Chantix (Varenicline)
There is no scientific evidence establishing the long-term safety or effectiveness of varenicline. The FDA did not review varenicline for the usual 10 month period and it had not been tested in those under 18 years; those with mental illness or pregnant women and therefore is not recommended for use by these groups. The FDA has received reports of "suicidal acts and ideation, psychosis, and hostility or aggression, including homicidal ideation, were the most prominent psychiatric side effects. Multiple reports suggested that varenicline may be related to the loss of glycemic control and new onset of diabetes, heart rhythm disturbances, skin reactions, vision disturbances, seizures, abnormal muscle spasms and other movement disorders."


While some claim varenicline is "safe and effective," only 4.3% more smokers had still quit after one year compared with placebo and over 200 deaths have been linked to varenicline since its release to the public. France's government health insurance no longer subsidizes varenicline prescriptions due to questions about its safety. Canada and Australia have received more than 1,800 reports of adverse events related to varenicline as of May 2010. The number of adverse events associated with varenicline outnumber any other medication monitored by ISMP and more than twice as many deaths have been linked to varenicline than with any other medication currently on the U.S. market.

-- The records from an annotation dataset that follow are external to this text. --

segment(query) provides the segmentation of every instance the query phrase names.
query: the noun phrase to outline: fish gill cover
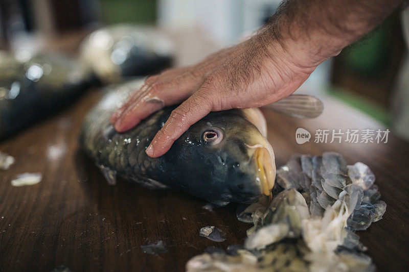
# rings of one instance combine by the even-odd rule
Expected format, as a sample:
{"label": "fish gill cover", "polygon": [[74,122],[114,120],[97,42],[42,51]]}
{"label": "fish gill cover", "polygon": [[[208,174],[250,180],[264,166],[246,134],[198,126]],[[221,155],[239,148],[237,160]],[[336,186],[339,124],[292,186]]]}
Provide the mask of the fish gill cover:
{"label": "fish gill cover", "polygon": [[374,182],[367,165],[337,153],[293,156],[277,171],[271,203],[238,207],[238,219],[254,225],[244,246],[195,256],[186,270],[373,271],[355,232],[386,210]]}

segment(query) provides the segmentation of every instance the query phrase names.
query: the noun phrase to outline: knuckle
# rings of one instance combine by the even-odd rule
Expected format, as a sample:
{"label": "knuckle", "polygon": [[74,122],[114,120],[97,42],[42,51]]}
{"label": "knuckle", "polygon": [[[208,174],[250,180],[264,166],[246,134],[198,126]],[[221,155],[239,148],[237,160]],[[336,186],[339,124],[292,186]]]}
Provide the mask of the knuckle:
{"label": "knuckle", "polygon": [[149,92],[151,93],[158,93],[163,90],[164,84],[162,83],[157,83],[152,84],[150,86]]}
{"label": "knuckle", "polygon": [[148,86],[152,85],[157,81],[158,78],[159,76],[150,76],[148,77],[145,80],[145,85]]}
{"label": "knuckle", "polygon": [[168,68],[167,69],[165,69],[163,70],[161,73],[159,74],[161,76],[164,76],[168,75],[168,73],[172,73],[175,71],[176,69],[174,68]]}
{"label": "knuckle", "polygon": [[184,122],[188,118],[188,112],[181,109],[180,107],[176,108],[172,111],[171,114],[171,121],[178,120]]}

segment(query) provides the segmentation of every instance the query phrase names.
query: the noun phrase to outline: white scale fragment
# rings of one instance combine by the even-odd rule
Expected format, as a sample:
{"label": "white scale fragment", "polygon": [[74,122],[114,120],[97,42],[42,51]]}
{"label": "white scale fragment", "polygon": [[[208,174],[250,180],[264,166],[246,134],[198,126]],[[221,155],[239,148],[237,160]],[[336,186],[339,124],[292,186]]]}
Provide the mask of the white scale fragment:
{"label": "white scale fragment", "polygon": [[15,187],[34,185],[41,181],[42,176],[40,173],[24,173],[11,181],[11,185]]}
{"label": "white scale fragment", "polygon": [[200,235],[214,242],[222,242],[226,240],[226,235],[223,231],[214,226],[200,229]]}
{"label": "white scale fragment", "polygon": [[0,151],[0,169],[7,170],[15,161],[13,157]]}

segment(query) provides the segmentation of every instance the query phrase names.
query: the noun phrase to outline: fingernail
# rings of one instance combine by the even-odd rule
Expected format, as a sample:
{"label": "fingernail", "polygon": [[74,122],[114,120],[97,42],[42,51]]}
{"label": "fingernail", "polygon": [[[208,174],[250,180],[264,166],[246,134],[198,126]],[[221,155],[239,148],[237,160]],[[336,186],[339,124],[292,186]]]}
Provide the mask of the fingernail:
{"label": "fingernail", "polygon": [[115,121],[115,123],[113,124],[113,127],[115,128],[115,129],[117,130],[117,131],[120,131],[122,129],[122,118],[120,118]]}
{"label": "fingernail", "polygon": [[149,146],[146,149],[146,154],[149,157],[153,156],[153,147],[152,147],[152,144],[149,144]]}

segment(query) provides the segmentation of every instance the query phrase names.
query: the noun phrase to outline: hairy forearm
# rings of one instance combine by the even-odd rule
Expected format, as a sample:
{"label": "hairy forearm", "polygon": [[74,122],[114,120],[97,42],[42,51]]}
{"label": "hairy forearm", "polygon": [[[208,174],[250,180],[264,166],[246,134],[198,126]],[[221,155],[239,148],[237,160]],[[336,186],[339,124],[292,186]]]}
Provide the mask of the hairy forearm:
{"label": "hairy forearm", "polygon": [[259,38],[278,41],[301,66],[315,66],[375,28],[402,2],[284,1]]}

Really, American Lung Association? Compare all of that to zero reports of serious adverse events linked to e-cigarette use since they were introduced to Europe in 2004 and the U.S. in 2006.

The ALA claims that "Becoming smokefree is anything but simple, yet some folks will try almost anything that promises to a quicker, easier way to quit smoking. You can’t wave a magic wand and suddenly be done with the process of quitting." Yet millions of smokers world-wide, most of whom have tried and failed with the ALA's "safe and effective" methods, are calling e-cigarettes a "miracle" and the "easiest" method they've ever used to remain smoke-free. Sweden, where smokeless snus use is most common, boasts the lowest smoking rates in the E.U. without increased adverse health effects vs. never-smokers.

Any "fact" can be spun to appear to support an agenda. The difference is whether or not the "facts" are based on scientific evidence or if they are based upon junk science and made to sound reliable. Can you tell the difference?